Remembering That It Is A Photograph
It is important to remember that even when taking a photograph of ones self that it is just a photograph. It is easy to forget this. Many people focus more on just getting their face into the frame rather then on how to make the photograph look good. A few tips to avoid doing this are:
- Get to know your camera and experiment. If you are going to just point the camera at yourself and hope for a good shot, you will most likely fail. Instead, experiment with different angles to get a frame worthy shot.
- Look at each photograph before the next one is taken. This is especially easy if you are using a digital camera. Seeing what the prior frame looks like can help you make adjustments to the lighting, focus, angles, etc.
- Look your best. For women, this may include wearing a special outfit or a touch of make-up. For men, this may include being clean-shaven or grooming facial hair.
- Relax. Taking pictures of yourself is far less stressful than modeling for someone else. If you take 100 bad photos, you can just delete them off your digital camera before anyone can see.
- Start off by taking the photos on a day when you feel comfortable about how you look. It helps if you have some confidence, and it shows. Put on some makeup if you like, do your hair a bit, anything that will make you feel better about yourself. If you take a bunch of photos on a low self-esteem day, no matter how they look you'll find fault in them!
- Experiment with settings. A flash can really wash you out, which can be a blessing if you have lots of blemishes, but just know that people aren't stupid and if you've made the picture so bright that half of your face isn't showing or is blurry. Also, you can set the camera to have different tints depending on the light. There is one setting, which is usually indicated by a little light bulb, and this generally makes everything tinted blue if you don’t use the flash. Just play around with all the different options on your camera and see which one makes you look the best.
- Take as many pictures as you can. You’ll have a lot to pick from when you’re done and the more options the better.

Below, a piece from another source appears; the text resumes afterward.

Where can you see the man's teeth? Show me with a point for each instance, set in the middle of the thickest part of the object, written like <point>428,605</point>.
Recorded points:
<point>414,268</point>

- If you have even a slight double chin never take the photo from underneath your face. A seemingly universally flattering angle is slightly above and having your face turned at an angle.
- Emphasize the parts you like about yourself. If you have nice lips, a good way to show them off is to tip your head upward so the camera is underneath your lips, which makes them look even fuller. If you don’t have full lips, a way to make them appear fuller is lots of lip-gloss with a little dab of shimmering white in the center of your mouth.
- Hide your stomach. If you are nervous about your stomach being pouchy, then lie on your bed and reach the camera up with one arm in front of your face and lay on your side. It creates the effect of a really lean body behind your face.
- Lighting is always a key factor. Professional photographers often use indirect light rather than shining light directly on a subject. This effect can be achieved by shining your light onto a wall or umbrella.